The binding legal principles established are: (1) Where a contract requires a party to provide guarantees 'as may be required by the local authority', that party is not obliged to provide them until the local authority actually requires the guarantees, and the other contracting party cannot validly cancel for breach until such requirement has been made and the specified party has failed to comply. (2) A seller of property belonging to another can dispose of all their contractual rights to obtain transfer from the owner to the purchaser. The purchaser acquires locus standi to enforce the original agreement against the owner, even though not a party to it, where the sale agreement demonstrates an intention to transfer all rights, title and interest. (3) Contractual rights can be disposed of without acceptance by the other contracting party, but contractual obligations cannot be delegated without such acceptance. The original obligor remains bound until the other party accepts the delegation. (4) Where a party purports to cancel a contract on a basis not supported by the evidence, the other party can treat this as a repudiation and elect to enforce the contract by seeking specific performance.

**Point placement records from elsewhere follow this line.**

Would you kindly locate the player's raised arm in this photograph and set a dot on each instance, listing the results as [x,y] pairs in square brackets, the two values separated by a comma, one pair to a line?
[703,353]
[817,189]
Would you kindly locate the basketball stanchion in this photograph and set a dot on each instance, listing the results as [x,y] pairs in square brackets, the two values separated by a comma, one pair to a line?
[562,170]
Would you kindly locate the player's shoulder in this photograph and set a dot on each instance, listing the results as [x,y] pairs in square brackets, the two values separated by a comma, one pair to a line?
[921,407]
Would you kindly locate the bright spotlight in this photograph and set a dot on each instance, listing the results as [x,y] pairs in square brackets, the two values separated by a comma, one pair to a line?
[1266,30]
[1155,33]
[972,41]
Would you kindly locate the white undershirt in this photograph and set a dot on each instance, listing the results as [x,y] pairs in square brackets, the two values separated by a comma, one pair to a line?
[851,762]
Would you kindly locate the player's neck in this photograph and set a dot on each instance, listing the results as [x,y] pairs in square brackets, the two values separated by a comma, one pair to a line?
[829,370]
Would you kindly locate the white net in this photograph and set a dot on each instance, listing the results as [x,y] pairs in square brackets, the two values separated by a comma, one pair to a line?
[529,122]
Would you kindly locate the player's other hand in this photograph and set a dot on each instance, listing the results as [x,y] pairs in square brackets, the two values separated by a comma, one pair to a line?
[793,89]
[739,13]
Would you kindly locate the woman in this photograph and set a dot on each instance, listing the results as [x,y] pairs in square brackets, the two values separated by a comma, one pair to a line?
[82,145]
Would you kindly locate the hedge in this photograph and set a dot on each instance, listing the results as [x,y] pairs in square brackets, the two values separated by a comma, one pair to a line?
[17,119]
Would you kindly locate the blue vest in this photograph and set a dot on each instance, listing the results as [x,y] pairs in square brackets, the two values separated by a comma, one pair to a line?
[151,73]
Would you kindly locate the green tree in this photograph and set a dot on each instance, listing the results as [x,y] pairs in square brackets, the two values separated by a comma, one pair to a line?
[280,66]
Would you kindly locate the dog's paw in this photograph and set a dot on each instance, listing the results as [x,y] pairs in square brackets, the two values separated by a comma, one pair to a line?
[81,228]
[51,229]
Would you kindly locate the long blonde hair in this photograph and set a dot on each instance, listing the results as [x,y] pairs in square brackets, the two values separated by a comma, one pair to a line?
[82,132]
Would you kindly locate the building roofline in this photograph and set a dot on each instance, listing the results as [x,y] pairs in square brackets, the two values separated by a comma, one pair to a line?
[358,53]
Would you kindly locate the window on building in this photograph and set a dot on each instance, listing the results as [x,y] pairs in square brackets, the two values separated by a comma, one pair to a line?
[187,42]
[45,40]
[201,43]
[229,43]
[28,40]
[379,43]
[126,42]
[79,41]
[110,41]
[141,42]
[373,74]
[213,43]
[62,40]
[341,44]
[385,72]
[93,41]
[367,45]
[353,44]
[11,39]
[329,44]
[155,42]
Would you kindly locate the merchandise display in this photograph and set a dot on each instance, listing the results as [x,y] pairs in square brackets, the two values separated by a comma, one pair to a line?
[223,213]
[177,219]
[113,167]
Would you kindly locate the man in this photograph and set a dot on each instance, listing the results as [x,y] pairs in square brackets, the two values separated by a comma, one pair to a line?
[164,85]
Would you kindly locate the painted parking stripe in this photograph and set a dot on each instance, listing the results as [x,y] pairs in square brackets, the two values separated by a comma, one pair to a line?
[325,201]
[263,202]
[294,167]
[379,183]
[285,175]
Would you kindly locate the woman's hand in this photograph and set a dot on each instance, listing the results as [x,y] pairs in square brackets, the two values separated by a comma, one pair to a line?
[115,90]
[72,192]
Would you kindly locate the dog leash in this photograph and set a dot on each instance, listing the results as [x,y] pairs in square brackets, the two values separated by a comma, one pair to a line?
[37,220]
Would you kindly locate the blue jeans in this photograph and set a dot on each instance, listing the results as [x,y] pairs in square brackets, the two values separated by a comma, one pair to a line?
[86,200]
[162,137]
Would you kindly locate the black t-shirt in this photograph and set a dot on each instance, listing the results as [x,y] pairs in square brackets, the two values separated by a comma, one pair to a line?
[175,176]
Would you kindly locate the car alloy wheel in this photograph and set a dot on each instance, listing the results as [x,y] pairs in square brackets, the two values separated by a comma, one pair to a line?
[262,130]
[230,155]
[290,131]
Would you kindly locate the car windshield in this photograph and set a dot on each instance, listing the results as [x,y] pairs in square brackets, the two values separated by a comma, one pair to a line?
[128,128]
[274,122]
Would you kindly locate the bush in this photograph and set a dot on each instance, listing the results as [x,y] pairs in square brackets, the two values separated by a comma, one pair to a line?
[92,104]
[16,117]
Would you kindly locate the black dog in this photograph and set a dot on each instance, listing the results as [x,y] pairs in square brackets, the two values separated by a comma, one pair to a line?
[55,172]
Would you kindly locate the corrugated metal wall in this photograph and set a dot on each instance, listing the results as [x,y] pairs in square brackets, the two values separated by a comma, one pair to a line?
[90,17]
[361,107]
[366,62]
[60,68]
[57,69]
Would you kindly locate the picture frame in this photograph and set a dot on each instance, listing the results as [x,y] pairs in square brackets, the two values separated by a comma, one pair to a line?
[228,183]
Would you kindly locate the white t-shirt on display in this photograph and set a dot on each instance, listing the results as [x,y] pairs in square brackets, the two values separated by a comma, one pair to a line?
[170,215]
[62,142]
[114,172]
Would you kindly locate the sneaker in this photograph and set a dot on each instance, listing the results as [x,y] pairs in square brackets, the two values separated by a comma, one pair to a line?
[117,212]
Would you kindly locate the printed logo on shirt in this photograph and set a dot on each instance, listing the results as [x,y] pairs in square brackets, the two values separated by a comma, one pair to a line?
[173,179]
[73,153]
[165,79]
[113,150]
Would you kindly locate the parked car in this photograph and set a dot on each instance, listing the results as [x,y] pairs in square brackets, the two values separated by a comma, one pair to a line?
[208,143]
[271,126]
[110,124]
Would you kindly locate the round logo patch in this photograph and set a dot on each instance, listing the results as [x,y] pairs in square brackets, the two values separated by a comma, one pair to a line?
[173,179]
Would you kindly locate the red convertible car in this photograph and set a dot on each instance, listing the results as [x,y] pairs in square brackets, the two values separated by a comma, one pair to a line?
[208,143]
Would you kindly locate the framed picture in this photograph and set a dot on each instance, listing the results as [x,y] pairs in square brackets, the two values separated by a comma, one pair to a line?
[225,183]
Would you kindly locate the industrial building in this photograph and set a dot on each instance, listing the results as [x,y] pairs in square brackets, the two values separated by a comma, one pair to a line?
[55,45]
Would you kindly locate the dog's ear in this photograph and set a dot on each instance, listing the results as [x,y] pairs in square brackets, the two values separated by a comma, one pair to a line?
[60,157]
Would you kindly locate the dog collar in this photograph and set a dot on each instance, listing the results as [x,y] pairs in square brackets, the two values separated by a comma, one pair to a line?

The court noted that while a person may sell property belonging to another, the usual position under Roman-Dutch law is that the seller is only obliged to give possession and indemnify against eviction, not to transfer ownership. However, parties can contract for more extensive obligations including an undertaking that the purchaser will obtain transfer. The court also observed that although the services agreement reflected Tramore as having obligations to provide services, this was correct as a matter of law because the exchange agreement had not been amended to provide for the agreement between Tramore and Vosloorus Square. The municipality would have to accept any delegation of Tramore's obligations before it could look to Vosloorus Square rather than Tramore for performance. The court commented that it was presumably for these reasons that the municipality, having initially raised the privity point, withdrew its opposition and did not participate in the appeal. The court noted that much time had elapsed since the exchange agreement (1991), the sale agreement (2000) and the township proclamation (2012), though this did not affect the legal analysis.
This case clarifies important principles in South African contract and property law regarding: (1) the enforceability of contracts for the sale of property of another, particularly where the seller undertakes that the purchaser will obtain transfer; (2) the ability of a party to dispose of contractual rights without consent of the other contracting party while remaining bound by contractual obligations until delegation is accepted; (3) the requirement that cancellation of a contract for breach must be based on actual breach of obligations that have become due; and (4) locus standi to enforce contractual rights where those rights have been disposed of through a subsequent sale agreement. The judgment emphasizes that a seller can sell more than just possession - they can dispose of all their contractual rights to obtain transfer from the true owner, giving the purchaser standing to enforce the original agreement.